The PRA also proposes to introduce a new Supervisory Statement ‘Supervising credit unions’ which would supersede Supervisory Statement 2/16 ‘The prudential regulation of credit unions’. The changes that the new Supervisory Statement would introduce include:

  • Additional expectations for credit unions with more than £10 million in assets with respect to liquidity risk management and contingency funding, with a further expectation for credit unions with more than £50 million in assets and/or credit unions that wish to undertake more sophisticated investment business as per the above, to undertake basic liquidity stress testing;
  • More clarity on the PRA’s expectations regarding the amount and quality of capital held by a credit union.

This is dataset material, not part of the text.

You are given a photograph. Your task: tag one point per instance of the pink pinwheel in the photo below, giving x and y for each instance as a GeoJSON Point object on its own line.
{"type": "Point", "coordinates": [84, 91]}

  • Additional detail on the PRA’s expectations regarding the amount and quality of capital held by a credit union.
  • Additional detail on the PRA’s expectations of credit unions that offer mortgages including consideration of relevant sections of Supervisory Statement 20/15 ‘Supervising building societies’ treasury and lending activities’ as evidence of good practice.
  • An expectation that the largest credit unions (with more than £100 million in assets) consider the steps and resources needed to wind down their business in an orderly manner and are able to evidence that they have evaluated the risks and how best to mitigate them.
  • Expectations for credit unions that provide credit cards.
  • Expectations around risk management, including operational risk management for credit unions with more than £10 million in assets, with good practice guidance for all credit unions.
  • Clarification regarding existing expectations for all credit unions on governance, business plans and forecasts.
  • Expectations regarding a credit union’s internal audit function, including indicators that it may not be fulfilling its role.

The deadline for comments on CP7/22 is 21 December 2022.